The Impact Of Modern Vending Machines

Vending machines have undergone a number of facelifts over the years, mostly to keep up with advancements in the technology, but it’s not just the aesthetics that have changed, it’s also the products that are available for sale that have changed with the times. So dramatic has been the shift, you may even be able to make an argument that one particular vending machine signaled the death knell for one particular retail genre, but we will get to that later.

No matter how hard you try, it’s impossible to go anywhere without running into some sort of vending machine. They are in your cafeteria at work, lurking round every corner of the mall, waiting to dispense your daily newspaper, and even right by the front doors of major department stores; just when you think you’ve bought everything you need at the mega-mart, they remind you that you might just be a little thirsty after your shopping spree.

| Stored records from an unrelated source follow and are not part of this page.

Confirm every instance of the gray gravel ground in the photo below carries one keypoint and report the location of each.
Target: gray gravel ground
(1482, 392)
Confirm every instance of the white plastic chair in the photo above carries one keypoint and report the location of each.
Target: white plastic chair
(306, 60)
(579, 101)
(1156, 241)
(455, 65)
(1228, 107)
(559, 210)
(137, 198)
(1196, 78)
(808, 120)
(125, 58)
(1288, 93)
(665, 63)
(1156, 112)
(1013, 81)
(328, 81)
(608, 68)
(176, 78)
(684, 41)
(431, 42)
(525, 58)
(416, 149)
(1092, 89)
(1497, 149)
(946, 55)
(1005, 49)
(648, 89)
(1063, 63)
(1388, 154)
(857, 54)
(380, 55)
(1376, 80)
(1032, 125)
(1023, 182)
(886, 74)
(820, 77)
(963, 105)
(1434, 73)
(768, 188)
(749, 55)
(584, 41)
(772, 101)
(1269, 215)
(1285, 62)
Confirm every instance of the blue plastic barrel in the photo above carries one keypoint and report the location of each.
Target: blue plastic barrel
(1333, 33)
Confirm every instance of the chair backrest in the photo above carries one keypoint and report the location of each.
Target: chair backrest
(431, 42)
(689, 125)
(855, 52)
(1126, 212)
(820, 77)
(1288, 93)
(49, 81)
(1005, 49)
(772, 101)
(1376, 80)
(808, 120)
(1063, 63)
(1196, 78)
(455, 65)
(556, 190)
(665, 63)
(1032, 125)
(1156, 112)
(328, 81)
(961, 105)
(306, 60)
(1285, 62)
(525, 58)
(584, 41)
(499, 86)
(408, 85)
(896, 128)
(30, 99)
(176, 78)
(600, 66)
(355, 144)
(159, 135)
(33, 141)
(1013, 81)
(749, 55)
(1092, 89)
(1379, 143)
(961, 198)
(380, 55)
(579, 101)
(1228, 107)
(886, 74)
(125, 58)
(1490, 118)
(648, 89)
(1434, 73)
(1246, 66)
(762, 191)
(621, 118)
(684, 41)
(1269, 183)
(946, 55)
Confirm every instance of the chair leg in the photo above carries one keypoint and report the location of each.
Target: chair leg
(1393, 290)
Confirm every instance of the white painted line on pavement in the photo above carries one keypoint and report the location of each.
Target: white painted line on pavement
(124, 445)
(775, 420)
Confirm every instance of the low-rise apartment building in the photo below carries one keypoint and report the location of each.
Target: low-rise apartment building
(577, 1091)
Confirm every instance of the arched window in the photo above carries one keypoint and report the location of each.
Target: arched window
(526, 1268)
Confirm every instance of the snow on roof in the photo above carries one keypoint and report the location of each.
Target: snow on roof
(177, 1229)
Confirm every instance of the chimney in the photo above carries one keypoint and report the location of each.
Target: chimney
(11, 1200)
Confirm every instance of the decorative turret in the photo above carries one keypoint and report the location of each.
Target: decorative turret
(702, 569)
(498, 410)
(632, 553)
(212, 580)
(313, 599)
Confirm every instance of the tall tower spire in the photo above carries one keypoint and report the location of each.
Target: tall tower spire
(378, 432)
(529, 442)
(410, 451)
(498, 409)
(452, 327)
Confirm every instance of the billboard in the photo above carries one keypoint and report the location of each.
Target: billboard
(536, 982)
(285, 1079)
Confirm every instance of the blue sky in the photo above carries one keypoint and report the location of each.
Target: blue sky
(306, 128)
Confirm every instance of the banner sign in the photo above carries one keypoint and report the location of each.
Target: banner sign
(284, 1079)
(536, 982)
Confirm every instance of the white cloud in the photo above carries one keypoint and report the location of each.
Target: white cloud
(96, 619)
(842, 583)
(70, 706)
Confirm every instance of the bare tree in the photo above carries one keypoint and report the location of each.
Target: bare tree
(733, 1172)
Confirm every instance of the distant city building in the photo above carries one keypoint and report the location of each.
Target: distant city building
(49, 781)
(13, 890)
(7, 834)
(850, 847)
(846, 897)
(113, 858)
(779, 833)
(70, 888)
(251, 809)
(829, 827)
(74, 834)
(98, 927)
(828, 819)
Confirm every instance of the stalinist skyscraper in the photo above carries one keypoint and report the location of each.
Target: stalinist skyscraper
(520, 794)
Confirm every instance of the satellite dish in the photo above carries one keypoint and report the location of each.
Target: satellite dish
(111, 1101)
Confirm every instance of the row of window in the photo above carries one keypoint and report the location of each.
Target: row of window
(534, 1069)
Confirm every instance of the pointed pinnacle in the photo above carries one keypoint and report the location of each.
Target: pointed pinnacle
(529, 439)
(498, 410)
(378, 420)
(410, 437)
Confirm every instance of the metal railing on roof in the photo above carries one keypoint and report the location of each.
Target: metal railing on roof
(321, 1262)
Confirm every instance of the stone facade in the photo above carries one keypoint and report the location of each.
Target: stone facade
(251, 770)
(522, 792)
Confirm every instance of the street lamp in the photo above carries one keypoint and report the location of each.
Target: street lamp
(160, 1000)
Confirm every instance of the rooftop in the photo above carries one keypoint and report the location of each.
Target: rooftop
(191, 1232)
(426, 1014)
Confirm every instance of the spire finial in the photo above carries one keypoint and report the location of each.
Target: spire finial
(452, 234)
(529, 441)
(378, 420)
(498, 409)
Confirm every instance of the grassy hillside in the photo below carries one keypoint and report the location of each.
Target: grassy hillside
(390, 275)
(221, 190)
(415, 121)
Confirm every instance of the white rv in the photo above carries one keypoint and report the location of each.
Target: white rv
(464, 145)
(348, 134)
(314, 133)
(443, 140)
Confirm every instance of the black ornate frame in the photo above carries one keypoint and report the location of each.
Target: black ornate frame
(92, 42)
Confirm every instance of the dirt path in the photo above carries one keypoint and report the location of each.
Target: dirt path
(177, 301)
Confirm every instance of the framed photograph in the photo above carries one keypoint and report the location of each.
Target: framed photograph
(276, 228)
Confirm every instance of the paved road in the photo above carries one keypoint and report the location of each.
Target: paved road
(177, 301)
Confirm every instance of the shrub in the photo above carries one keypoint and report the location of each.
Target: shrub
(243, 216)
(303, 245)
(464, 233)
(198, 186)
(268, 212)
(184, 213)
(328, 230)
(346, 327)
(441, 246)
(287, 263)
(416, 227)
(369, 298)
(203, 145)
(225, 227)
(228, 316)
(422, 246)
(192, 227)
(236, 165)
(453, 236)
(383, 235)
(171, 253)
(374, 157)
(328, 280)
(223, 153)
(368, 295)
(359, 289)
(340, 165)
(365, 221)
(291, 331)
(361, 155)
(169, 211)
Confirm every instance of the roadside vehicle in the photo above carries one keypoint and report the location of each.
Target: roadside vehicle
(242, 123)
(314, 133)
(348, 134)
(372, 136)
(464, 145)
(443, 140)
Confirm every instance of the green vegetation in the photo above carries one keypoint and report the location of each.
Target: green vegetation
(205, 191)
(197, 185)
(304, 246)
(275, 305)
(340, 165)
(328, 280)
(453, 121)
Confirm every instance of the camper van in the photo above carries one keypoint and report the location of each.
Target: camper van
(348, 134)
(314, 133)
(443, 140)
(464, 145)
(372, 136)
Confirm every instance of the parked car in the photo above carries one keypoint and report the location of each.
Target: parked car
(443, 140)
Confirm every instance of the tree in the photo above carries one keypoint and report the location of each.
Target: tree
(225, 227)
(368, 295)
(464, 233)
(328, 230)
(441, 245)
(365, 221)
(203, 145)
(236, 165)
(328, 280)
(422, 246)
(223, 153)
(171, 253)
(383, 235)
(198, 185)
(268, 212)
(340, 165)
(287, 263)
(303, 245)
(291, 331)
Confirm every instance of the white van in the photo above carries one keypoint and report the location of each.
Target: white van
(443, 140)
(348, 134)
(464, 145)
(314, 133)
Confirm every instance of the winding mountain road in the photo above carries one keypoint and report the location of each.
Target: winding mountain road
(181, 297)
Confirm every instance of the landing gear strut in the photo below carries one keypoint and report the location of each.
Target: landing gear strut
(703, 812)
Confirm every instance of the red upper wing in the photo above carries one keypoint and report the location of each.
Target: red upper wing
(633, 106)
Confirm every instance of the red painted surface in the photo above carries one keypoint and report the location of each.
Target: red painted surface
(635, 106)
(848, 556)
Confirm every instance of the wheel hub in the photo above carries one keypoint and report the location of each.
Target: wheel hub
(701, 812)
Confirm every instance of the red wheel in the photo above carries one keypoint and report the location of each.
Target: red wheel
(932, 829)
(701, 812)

What has become blatantly obvious though is that vending machines are not just for spitting out candy and soda anymore.

Most of the biggest changes in vending can be seen whilst taking a trip through the mall. The standard soda and candy machines are right where they have always been, nestled in the middle of the food court and outside the restrooms. But, slap bang in the middle of the main mall concourses are a whole slew of new machines bearing the names of very well-known companies, and loaded with items that will require more than a roll of quarters in order to purchase. Once the machines were designed to accept credit cards, as well as coins and paper money, forward thinking companies jumped at the idea of putting bigger ticket items on display in a vending machine format. Apple was one of the first to do so, selling iPods and accessories with great success. Sensing that this might be an idea that just might fly, Best Buy quickly followed suit, and Avon, the cosmetic giants, set up their Mark line of products, aimed at the younger crowd. There seems to be no end in sight as companies realize they can get their products out there without the expense of a traditional storefront, a savvy move in the current economy.

But let’s go back a bit and look at the vending machine that killed an entire retail industry. I clearly remember the first time I saw that large red vending machine sitting at the front of Wal-Mart displaying all the latest DVD releases, I assumed it was an advertising gimmick of some sort, but the Redbox machine actually offered all those titles for rent at a fraction of the cost of retail rental stores. The movie rental industry tried to react, but the damage was already done, and pretty soon big names like Blockbuster were shutting up shop. To their credit, Blockbuster has gone the vending route, but they lag way behind the industry leaders, Redbox.

In the coming years it will be interesting to see which other big names embrace the vending machine business model, and if doing so will signal the end of another retail stronghold.